Haute autorité de santé : une réponse mitigée sur l'usage de l'e-cigarette

« La cigarette électronique n'est pas recommandée à ce jour, mais son utilisation n'est pas découragée ».

Voilà l'avis qu'a émis la HAS le 21 janvier 2014, sur la question de l'intégration de l'e-cig dans la trousse médicale de la lutte contre le tabagisme.

E-cigarette Haute autorité de santé

Une réponse et des chiffres

Rappelant avoir pris connaissance du rapport britannique du Public Health England, qui révélait que l'e-cig est 95% moins nocive que le tabac, le collège décisionnaire indiquait toutefois que « les données de la littérature sur l'efficacité et l'innocuité de l'e-cig sont encore insuffisantes pour la recommander dans le sevrage ».

Pour plus de 120 médecins et professionnels de tabacologie, cet avis est perçu comme une profonde méconnaissance du potentiel de l'e-cig dans la lutte contre la dépendance aux clopes traditionnelles et ne tend qu'à conforter l'idée selon laquelle si l'e-cig est si sévèrement prohibée, c'est tout simplement parce que fumer est par définition une action nocive.

À cette réponse mitigée, s'ajoute le récent projet de la loi de santé portant sur l'usage de l'e-cig dans les lieux publics ou à usage collectif sans ouverture.

Qui est la Haute autorité de santé ?

Créée par la loi française du 13 août 2004, la HAS est une administration publique à caractère scientifique dont la principale mission consiste à réguler le système sanitaire par l'évaluation et l'amélioration des pratiques professionnelles de santé publique.
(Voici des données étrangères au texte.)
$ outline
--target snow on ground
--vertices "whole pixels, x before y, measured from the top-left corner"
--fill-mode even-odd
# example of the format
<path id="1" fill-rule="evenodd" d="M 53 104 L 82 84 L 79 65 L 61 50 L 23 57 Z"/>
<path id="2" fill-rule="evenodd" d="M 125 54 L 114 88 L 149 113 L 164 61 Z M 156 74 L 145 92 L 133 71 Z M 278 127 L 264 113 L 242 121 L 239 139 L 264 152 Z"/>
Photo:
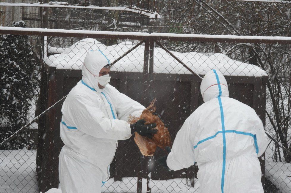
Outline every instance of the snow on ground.
<path id="1" fill-rule="evenodd" d="M 44 60 L 48 66 L 55 67 L 58 69 L 82 69 L 87 52 L 90 50 L 100 50 L 112 62 L 135 45 L 131 42 L 124 42 L 106 46 L 96 39 L 87 38 L 77 42 L 69 48 L 65 48 L 62 53 L 50 56 Z M 56 52 L 60 50 L 55 49 Z M 138 47 L 115 63 L 112 70 L 143 72 L 144 52 L 144 46 Z M 205 74 L 208 71 L 216 68 L 224 75 L 255 77 L 267 75 L 264 71 L 257 66 L 233 60 L 221 53 L 172 52 L 198 74 Z M 160 48 L 154 49 L 154 63 L 155 73 L 191 74 L 166 51 Z"/>
<path id="2" fill-rule="evenodd" d="M 35 192 L 36 151 L 0 150 L 0 192 Z"/>
<path id="3" fill-rule="evenodd" d="M 35 164 L 36 151 L 26 149 L 0 151 L 0 192 L 35 192 L 37 184 Z M 199 182 L 195 179 L 195 187 L 188 185 L 186 178 L 153 180 L 152 192 L 196 192 Z M 137 177 L 124 178 L 122 181 L 109 179 L 102 187 L 104 192 L 135 192 Z M 143 192 L 146 192 L 146 180 L 143 180 Z M 52 189 L 47 193 L 61 193 Z"/>
<path id="4" fill-rule="evenodd" d="M 283 162 L 269 162 L 266 161 L 266 177 L 282 193 L 291 190 L 291 164 Z"/>
<path id="5" fill-rule="evenodd" d="M 136 192 L 137 178 L 128 177 L 122 178 L 122 181 L 114 181 L 113 178 L 109 179 L 102 187 L 102 192 L 104 193 L 114 192 Z M 151 192 L 169 193 L 170 192 L 197 192 L 199 184 L 198 180 L 195 179 L 195 187 L 190 184 L 186 184 L 185 178 L 176 178 L 167 180 L 153 180 L 151 181 Z M 146 192 L 146 179 L 143 179 L 142 192 Z M 46 193 L 61 193 L 59 189 L 53 188 Z"/>

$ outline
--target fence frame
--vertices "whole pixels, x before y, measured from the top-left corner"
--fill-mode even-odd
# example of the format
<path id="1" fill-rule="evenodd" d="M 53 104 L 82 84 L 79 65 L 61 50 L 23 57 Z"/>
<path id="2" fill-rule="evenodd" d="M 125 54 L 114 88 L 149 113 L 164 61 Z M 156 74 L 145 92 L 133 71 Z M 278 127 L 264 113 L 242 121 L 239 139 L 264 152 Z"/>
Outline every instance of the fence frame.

Elle possède un statut juridique de tutelle publique totalement indépendant de celui du Ministère de la Santé, s'intéresse aux questions sur l'e-cig, mais également sur celles de l'assistance médicale, l'information du public ou l'accréditation des praticiens de certaines disciplines de la médecine.

HAS : quel bilan face au tabac ?

En France, le tabac réduit l'espérance de vie d'environ 25 ans. Selon les chiffres de l'administration, 97% des usagers qui essayent de se libérer de leur dépendance échouent. Or, ces données statistiques ont été soigneusement empruntées à une enquête réalisée en 1991 sur 106 fumeurs dont le traitement pour se sevrer était pratiqué par la consommation de gommes à la nicotine, sur une durée de six mois.

L'étude révélait que plus la gomme était coûteuse, moins les sujets s'engageaient à suivre le traitement ce qui, à long terme, faisait croître le taux d'abandon. Pour les médecins, les conclusions étaient évidentes, il fallait simplement que l'administration des gommes soit financièrement prise en charge, ce qui reviendrait à désigner qui doit rembourser la cigarette électronique utilisée par chaque vapoteur désireux de mettre un terme à sa dépendance.

Les propositions de l'administration pour se sevrer

En attendant de statuer sur l'efficacité et l'innocuité de l'e-cig par la mise en place d'une série d'études cliniques et observationnelles, l'administration sanitaire recommande et privilégie en premier recours des substituts nicotiniques comme moyen de lutte contre la dépendance tabagique. C'est le cas par exemple de la prise de timbres transdermiques et de gommes à mâcher dont la combinaison est recommandée dans un traitement d'une durée de trois mois.

Pour de nombreux experts, cette réponse, qui n'est ni un oui, ni un non, révèle en fin de compte beaucoup plus qu'elle ne le pense, l'efficacité des cigarettes électroniques.